Today, we charted the historically thick terrain of the Bible's canonization. The Bible isn't one book, but a collection of 66 books and, at some point, somebody had to decide which books were "in" and which ones were "out." Before we dive into history, let's set the context from Scripture.
As Jesus finishes his revelation to John, He leaves one stern caution:
"I warn everyone who hears the words of the prophecy of this book: If anyone adds anything to them, God will add to him the plagues described in this book. And if anyone takes words away from this book of prophecy, God will take away from him his share in the tree of life and in the holy city, which are described in this book" [Revelation 22:18-19].
While I'm not sure exactly what the plagues would look like in an individual's life or what tree-of-life loss a person would experience, there is no question that this text warns against trifling with God's Word. We must be careful not to add or subtract from it. And, because the warning is intended to be obeyed, it must be possible to determine the outer limits of Scripture. Otherwise, how could someone add or subtract from an indefinite collection of writings?
Canonical limits were set by several important councils in church history [the word "canon" means "measurement" or "rule"]. In AD 90, the Council of Jamnia finally set the limits of the Old Testament canon. Throughout time, there had been little debate that the 39 books we presently have--the Law, the Writings and Wisdom literature--were recognized as canonical. Jamnia simply codified what was already understood and accepted.
It is significant to note that Jesus quoted from 24 of the OT books and the whole NT references 34 of the 39 OT books.
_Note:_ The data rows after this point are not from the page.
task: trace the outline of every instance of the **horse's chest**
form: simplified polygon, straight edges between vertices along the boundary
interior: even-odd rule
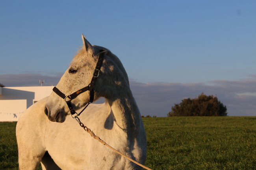
[[[73,128],[59,124],[46,130],[46,143],[50,155],[62,169],[123,169],[126,160],[92,138],[76,124]],[[110,145],[123,153],[130,152],[127,135],[123,131],[117,131],[115,126],[111,130],[97,130],[96,127],[91,125],[92,130],[96,130],[93,131],[95,134]]]

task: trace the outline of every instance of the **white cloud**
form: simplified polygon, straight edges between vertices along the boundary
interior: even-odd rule
[[[62,73],[52,76],[40,74],[0,75],[0,83],[6,86],[55,85]],[[166,116],[174,103],[184,98],[194,98],[204,92],[217,95],[227,108],[229,116],[256,116],[256,77],[248,80],[213,81],[207,84],[154,82],[130,81],[133,95],[142,115]]]

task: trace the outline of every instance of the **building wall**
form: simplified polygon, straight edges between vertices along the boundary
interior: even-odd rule
[[[53,86],[5,87],[0,93],[0,122],[17,121],[27,108],[50,95]],[[0,89],[0,91],[1,91]]]

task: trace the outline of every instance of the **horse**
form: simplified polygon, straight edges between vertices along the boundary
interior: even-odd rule
[[[109,49],[91,45],[82,34],[82,39],[83,45],[56,87],[69,94],[89,84],[99,54],[103,55],[93,99],[104,97],[105,102],[90,104],[80,119],[109,145],[143,164],[146,134],[126,71]],[[74,110],[80,112],[90,102],[90,93],[72,100]],[[36,170],[40,163],[47,170],[141,169],[86,133],[70,111],[66,101],[53,91],[22,114],[16,126],[20,170]]]

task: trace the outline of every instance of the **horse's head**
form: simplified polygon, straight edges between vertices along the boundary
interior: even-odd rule
[[[108,49],[93,46],[82,35],[83,45],[74,57],[56,87],[63,93],[69,95],[88,86],[92,79],[99,57],[98,54],[104,51],[100,75],[97,77],[93,89],[94,100],[103,97],[107,99],[117,93],[118,86],[129,86],[127,74],[118,58]],[[90,92],[80,94],[72,100],[74,110],[85,106],[89,101]],[[45,105],[45,112],[52,121],[63,122],[70,114],[66,101],[56,93],[52,92]]]

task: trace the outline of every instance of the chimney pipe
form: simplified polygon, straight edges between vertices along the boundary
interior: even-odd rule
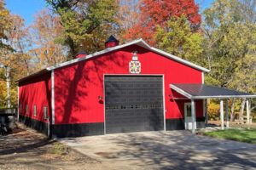
[[[79,52],[77,54],[77,59],[81,57],[85,57],[88,54],[84,52],[83,49],[80,49]]]
[[[105,48],[113,48],[119,44],[119,41],[118,41],[113,36],[110,36],[109,38],[105,42]]]

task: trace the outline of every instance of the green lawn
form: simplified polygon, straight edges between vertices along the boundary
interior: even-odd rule
[[[236,140],[240,142],[256,144],[256,129],[217,130],[209,133],[203,133],[203,134],[206,136],[212,136],[214,138],[220,138],[220,139],[226,139]]]

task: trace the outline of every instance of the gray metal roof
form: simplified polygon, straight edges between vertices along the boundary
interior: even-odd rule
[[[189,99],[256,98],[255,94],[207,84],[170,84],[170,88]]]

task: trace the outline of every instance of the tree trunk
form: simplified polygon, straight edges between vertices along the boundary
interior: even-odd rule
[[[231,109],[230,109],[230,121],[231,122],[234,121],[235,102],[236,102],[236,99],[233,99],[233,100],[232,100],[232,105],[231,105]]]
[[[245,106],[245,103],[246,103],[246,99],[243,98],[241,103],[241,108],[240,108],[240,115],[239,116],[243,116],[243,110],[244,110],[244,106]]]
[[[7,108],[11,107],[11,101],[10,101],[10,67],[7,65],[5,67],[5,77],[6,77],[6,86],[7,86]]]

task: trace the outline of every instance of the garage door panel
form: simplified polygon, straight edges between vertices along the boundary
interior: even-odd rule
[[[162,130],[162,76],[105,76],[107,133]]]

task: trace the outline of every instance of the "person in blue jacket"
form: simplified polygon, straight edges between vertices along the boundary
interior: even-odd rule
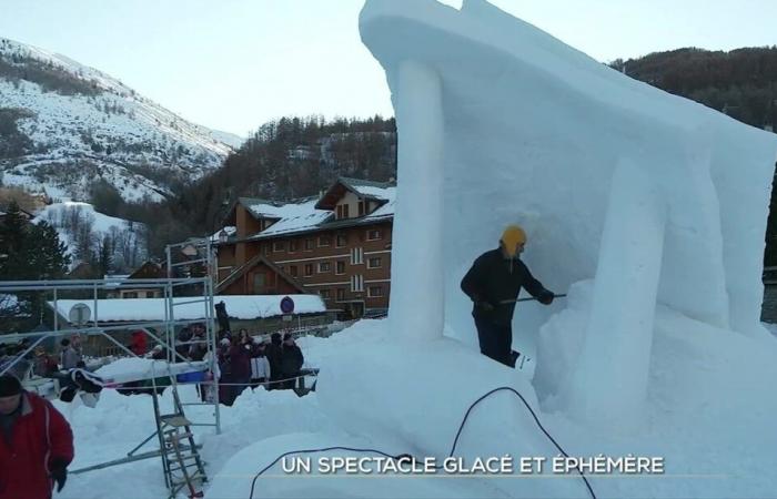
[[[551,305],[554,298],[553,292],[545,289],[521,261],[525,245],[523,228],[507,226],[500,247],[478,256],[462,279],[462,291],[473,302],[481,353],[509,367],[515,367],[519,355],[513,352],[512,344],[513,313],[521,288],[544,305]]]

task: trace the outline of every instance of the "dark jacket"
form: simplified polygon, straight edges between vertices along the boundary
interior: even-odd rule
[[[72,461],[73,434],[48,400],[29,393],[21,400],[10,438],[0,435],[0,497],[48,499],[51,464]]]
[[[305,359],[302,350],[296,345],[283,345],[283,357],[281,359],[281,371],[284,378],[293,377],[300,374]]]
[[[515,310],[515,302],[502,302],[516,299],[522,287],[535,298],[552,294],[519,258],[505,258],[500,248],[478,256],[462,279],[462,291],[474,302],[472,315],[501,326],[512,323]],[[484,302],[494,309],[484,309]]]
[[[281,346],[281,336],[275,338],[272,337],[272,343],[268,345],[264,349],[268,360],[270,361],[270,373],[273,379],[281,379],[282,377],[282,358],[283,358],[283,347]]]

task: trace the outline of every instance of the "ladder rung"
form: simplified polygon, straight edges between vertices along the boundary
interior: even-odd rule
[[[201,299],[188,299],[188,301],[185,301],[185,302],[173,302],[173,303],[172,303],[172,306],[173,306],[173,307],[178,307],[178,306],[181,306],[181,305],[189,305],[190,303],[203,303],[203,302],[205,302],[205,298],[201,298]]]
[[[165,422],[165,424],[172,426],[172,427],[175,428],[175,429],[178,429],[178,428],[180,428],[180,427],[182,427],[182,426],[188,426],[188,425],[191,425],[191,424],[192,424],[192,421],[190,421],[189,419],[186,419],[186,417],[183,416],[182,414],[174,414],[174,415],[170,415],[170,416],[162,416],[162,417],[160,418],[160,420],[161,420],[162,422]],[[172,431],[172,430],[168,430],[168,431]]]
[[[200,448],[201,448],[201,446],[195,446],[193,449],[200,450]],[[189,447],[189,446],[185,446],[185,447],[179,446],[178,449],[180,452],[191,452],[192,451],[192,447]],[[164,454],[175,454],[175,448],[172,445],[169,445],[169,447],[165,447],[164,450],[165,450]]]
[[[189,465],[186,465],[186,466],[183,466],[183,467],[181,467],[181,466],[176,466],[176,467],[174,467],[174,468],[171,467],[171,468],[170,468],[170,471],[179,471],[179,470],[181,470],[181,469],[183,469],[183,468],[185,468],[185,469],[189,469],[189,468],[196,468],[196,469],[199,470],[199,469],[200,469],[200,465],[196,464],[196,462],[191,462],[191,464],[189,464]]]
Equally important is the fact the none of the NT writers refer to the Apocryphal writings. These writings, scribed between 400 BC and the birth of Jesus, reflect the ongoing history of God's people and the Jewish expectation of the coming Messiah. But, neither Jewish rabbis or later church fathers recognized the apocryphal writings as having the same authority of Scripture. As such, these works are not considered a part of the Protestant canon and were added much later by the Catholic church at the Council of Trent in 1546.
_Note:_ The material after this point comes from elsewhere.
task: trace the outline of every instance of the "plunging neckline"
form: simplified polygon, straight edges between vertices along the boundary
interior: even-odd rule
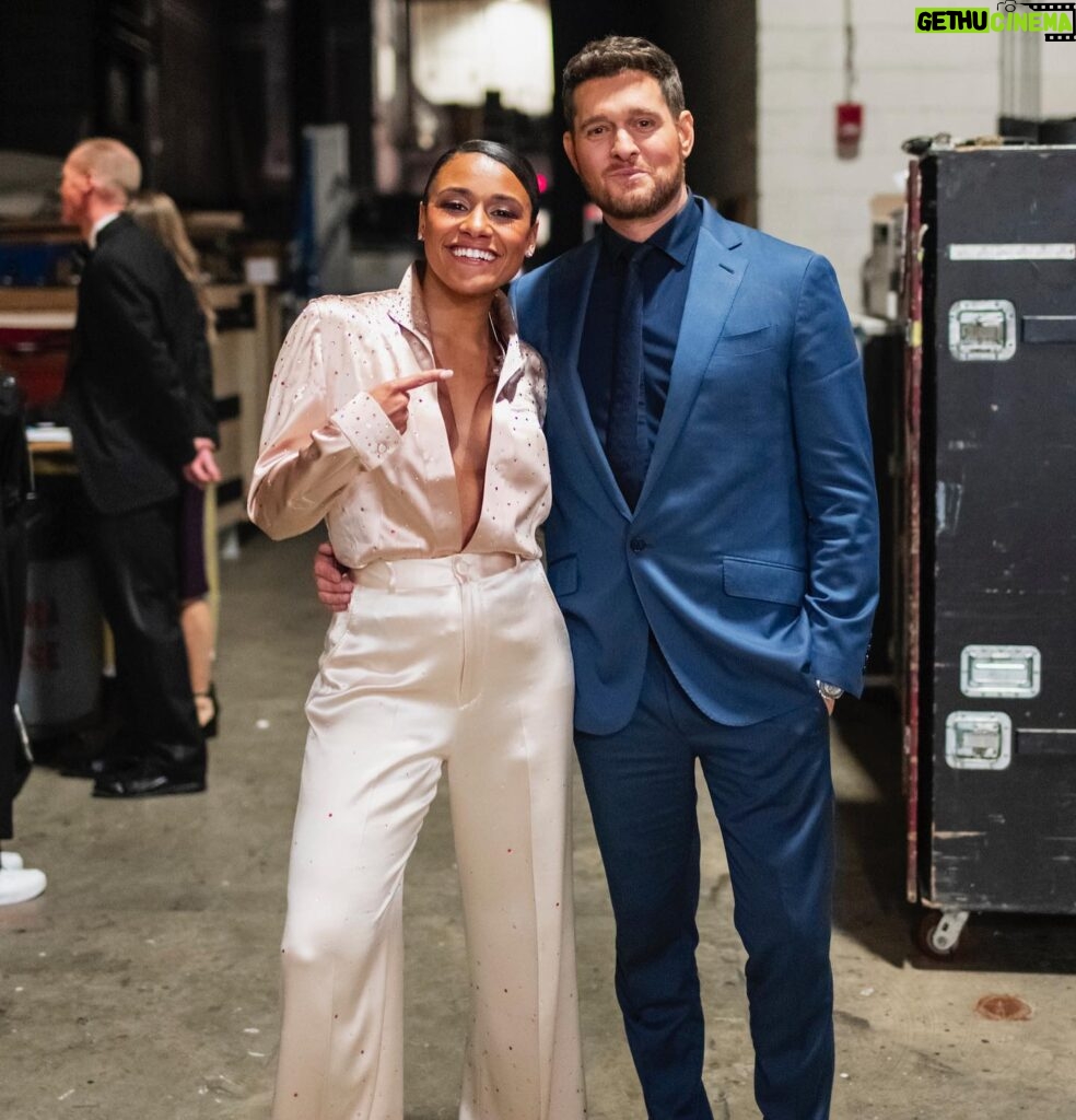
[[[475,400],[475,409],[471,413],[471,420],[474,420],[474,412],[478,411],[478,405],[487,392],[493,393],[493,400],[489,402],[489,430],[486,438],[486,450],[481,460],[481,487],[478,502],[478,516],[475,519],[474,528],[465,536],[464,526],[464,502],[460,488],[460,474],[456,468],[456,458],[452,455],[452,436],[453,433],[459,438],[459,426],[456,422],[456,410],[452,407],[452,400],[445,392],[443,404],[441,395],[441,383],[438,382],[434,386],[433,403],[437,405],[437,411],[441,418],[441,433],[443,439],[445,450],[448,452],[448,461],[452,468],[452,489],[456,496],[456,522],[459,525],[459,540],[460,540],[460,552],[466,552],[471,541],[475,539],[476,533],[481,528],[483,520],[486,516],[486,504],[489,497],[488,484],[489,484],[489,455],[493,450],[494,440],[494,428],[496,422],[496,404],[497,404],[497,386],[500,382],[500,374],[504,370],[505,357],[507,356],[507,347],[502,343],[500,336],[497,333],[497,328],[493,321],[493,312],[489,315],[489,335],[493,345],[489,348],[489,356],[486,362],[487,374],[486,384],[479,391]],[[430,338],[429,342],[430,356],[433,361],[434,367],[439,367],[437,355],[433,352],[433,339]],[[451,423],[451,428],[449,424]],[[468,429],[469,431],[469,429]]]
The New Testament was written over 40-60 years and records the life and death of Jesus as well as the emergence of the early church. Like the Old Testament, the New testament writings faced very little controversy regarding their authority. Some questions were raised about Luke, Acts, Mark, Hebrews and Jude because of a lack of direct apostolic authorship. Second Peter also raised questions because it's style was noticeably different than Peter's first letter. But, concerns were in the minority and each of these books met all other strict criteria and were accepted into the canon. The tests for canonicity were:
1. Apostolic/prophetic authorship
2. Widespread acceptance among early churches
3. Internal consistency with other Scripture
4. Historical accuracy
5. Spiritual attestation to inspiration
Books which did not meet these criteria were rejected. For these reasons, the famous Gospel of Mary, Gospel of Thomas, Gospel of Judas and Secret Letter of Mark were not considered to be from God. These, any other writings, either lacked clear authorship, were not used in the early church, contradicted known Scripture, were historically inaccurate or promoted a political/philosophical/religious agenda rather than affirm the work of God. The Gospel of Mary, for example, made famous in Dan Brown's The DaVinci Code, promotes a heavy feminist agenda and was written between 150-200 AD--far too late to have really been written by Mary.
This academic study of the canon does lead to a few important points of personal application. First, we must submit ourselves to God's Word. Because the Bible is "rule" the moment it was spoken [not when councils decided it], it has the right to command my life and action. I must not live with the Bible under me or even beside me, negotiating with it and picking which parts I'll follow. Instead, I submit to it's law and discover all of the blessings that God has reserved for me in a life of spiritual surrender.
Second, I must be a steward of God's Word. While I'm not likely to write my own secret gospel and promote it later, I may misuse Scripture and "add" or "subtract: from it through misinterpretation or misapplication. Paul gives Timothy--and all of us--a strong caution: "Do your best to present yourself to God as one approved, a workman who does not need to be ashamed and who correctly handles the word of truth" [2 Timothy 2:15]. I want to steward God's Word in such a way that I don't make it say more or less than what it really says. So, I work hard to interpret and apply it as God intended.
Finally, I resist other substitutes for God's Word. I love the writings of John Piper and Philip Yancey. I think CS Lewis is spectacular. I enjoyed reading the Left Behind series. But, as engaging as these authors are, none compare to the life-changing benefit of the Bible. I must be on guard not to let well-intentioned authors or media channels shape my opinion of truth and history without asking the question, "Where stands it written?" For there is no substitute for God's great Word!